Dolayısıyla tarım, tarla devriminden geçen tüm halk topluluklarına “Aryen” denilmesi anlaşılır olmaktadır. Daha sonraki Ari=yüce, Ar=ateş yaklaşımları biraz zoraki yakıştırmalar olup fazla gerçekçi gözükmemektedir. Ama yine de dönemine göre en ilerde olan topluluklar olarak yücelikle, Arilikle değerlendirilmesinden ırkçı sonuçlar çıkarmak doğru değildir. Alman faşizminin bu kavram çarpıtması bilimsel değil, ideolojik ve propaganda amaçlıdır. Bundan sonra bu kavramı kullandığımızda, bu içerikle anlaşılması gereğini önemle belirtme gereğini duyuyorum. Avrupa’nın tarım devrimiyle beslenmesi süresince hep Ortadoğu kaynaklı yaratımlardan, araç ve kavramlarından yararlandığı, tarihin çok iyi tespit ettiği bir husustur. Gordon Childe ’ın yaklaşımları bilimsel kanıtlı ve yol gösterici niteliktedir. Bu dönemde özü tarım devriminin yayılmasına dayanan, onun kültürünü esas alan, fiziki ve güç olgusuyla bire bir yakınlığı olmayan genel bir halklaşma ve kavimleşmeye doğru gelişmenin yaşandığı görülmektedir.

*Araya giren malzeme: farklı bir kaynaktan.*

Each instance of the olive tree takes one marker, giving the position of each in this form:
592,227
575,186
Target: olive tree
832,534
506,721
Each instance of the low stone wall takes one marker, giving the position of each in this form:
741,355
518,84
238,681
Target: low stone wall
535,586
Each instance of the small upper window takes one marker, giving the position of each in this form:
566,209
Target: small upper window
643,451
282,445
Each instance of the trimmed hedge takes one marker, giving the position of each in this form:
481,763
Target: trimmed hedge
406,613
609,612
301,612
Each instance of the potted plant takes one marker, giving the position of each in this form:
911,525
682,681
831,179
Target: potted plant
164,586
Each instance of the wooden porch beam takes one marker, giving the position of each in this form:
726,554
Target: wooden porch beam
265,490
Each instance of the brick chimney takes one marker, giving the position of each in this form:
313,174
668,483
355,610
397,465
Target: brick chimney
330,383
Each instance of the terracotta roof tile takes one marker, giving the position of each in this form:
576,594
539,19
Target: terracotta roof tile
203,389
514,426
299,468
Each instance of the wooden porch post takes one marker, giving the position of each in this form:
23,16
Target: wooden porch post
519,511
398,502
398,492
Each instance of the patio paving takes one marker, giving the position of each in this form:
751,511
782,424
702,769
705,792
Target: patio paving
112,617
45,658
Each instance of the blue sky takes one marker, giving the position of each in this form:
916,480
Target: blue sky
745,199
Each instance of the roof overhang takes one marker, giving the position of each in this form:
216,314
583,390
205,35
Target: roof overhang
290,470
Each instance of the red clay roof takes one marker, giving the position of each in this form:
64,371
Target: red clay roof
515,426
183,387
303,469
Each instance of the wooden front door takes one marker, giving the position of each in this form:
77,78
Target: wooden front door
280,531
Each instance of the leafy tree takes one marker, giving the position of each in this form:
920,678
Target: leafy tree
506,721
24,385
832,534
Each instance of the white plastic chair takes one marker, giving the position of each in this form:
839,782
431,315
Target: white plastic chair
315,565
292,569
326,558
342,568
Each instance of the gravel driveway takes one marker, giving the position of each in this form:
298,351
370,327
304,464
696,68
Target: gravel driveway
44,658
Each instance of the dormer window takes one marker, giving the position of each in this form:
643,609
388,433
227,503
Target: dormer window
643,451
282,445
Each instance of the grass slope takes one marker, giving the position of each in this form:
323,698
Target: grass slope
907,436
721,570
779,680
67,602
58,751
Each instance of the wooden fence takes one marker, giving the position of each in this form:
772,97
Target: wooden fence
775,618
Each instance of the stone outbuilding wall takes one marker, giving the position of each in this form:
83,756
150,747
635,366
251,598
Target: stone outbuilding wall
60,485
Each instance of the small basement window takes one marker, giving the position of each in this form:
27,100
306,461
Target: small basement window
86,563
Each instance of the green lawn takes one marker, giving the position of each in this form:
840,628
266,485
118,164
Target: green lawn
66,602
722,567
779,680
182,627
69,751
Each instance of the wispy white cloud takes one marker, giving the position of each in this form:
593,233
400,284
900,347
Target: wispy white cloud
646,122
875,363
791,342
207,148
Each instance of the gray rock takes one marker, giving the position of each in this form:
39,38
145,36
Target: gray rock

Ortadoğu topluluklarında da daha M.Ö 6. binlerde yaşanmaya başlanan bu özgünleşmeye dayalı etnik grupların oluşması, bin-iki bin yıllık gecikmeyle Avrupa’da bir nevi tekrarlanmakta veya uyarlanmaktadır. Benzer gelişmeyi Kuzey Afrika, Hindistan ve Çin de aynı tarihlere yakın dönemlerde yaşamışlardır. Tarihin her döneminde karşımıza çıkan ana kaynak kültürden dalgalar halinde beslenme olayının en temel olanıyla karşı karşıya bulunuyoruz. Hint-Avrupa yayılmasının bu içerikle anlaşılması, tarihin doğru anlaşılmasına katkıda bulunacaktır. M.Ö 1000’li yıllara doğru geldiğimizde, demirle de beslenen bu halk veya etnik gruplaşmalar temel bazı adlandırmalar kazanmışlardır. Bugünkü Rusya ve bitişiklerinde Slaw, en Kuzey Avrupa’da Norman , Töton, Almanya’ya doğru Germen, Got, daha güneye doğru Kelt ve Latinler olarak ad kazanmışlardır. İkinci merhalede bu etnik gruplaşmalardan daha dar bir coğrafyada ve özgünleşmiş halk grupları, kavimler veya milliyetler dediğimiz oluşumlar ortaya çıkacak ve şekilleneceklerdir. Grek yarımadasında Helen , İtalya’da ise Latin halklaşma süreci bu dönemin bir ürünüdür. Neolitik çağın sonlarında bu genel adlar altında yoğunlaştıkları görülmektedir.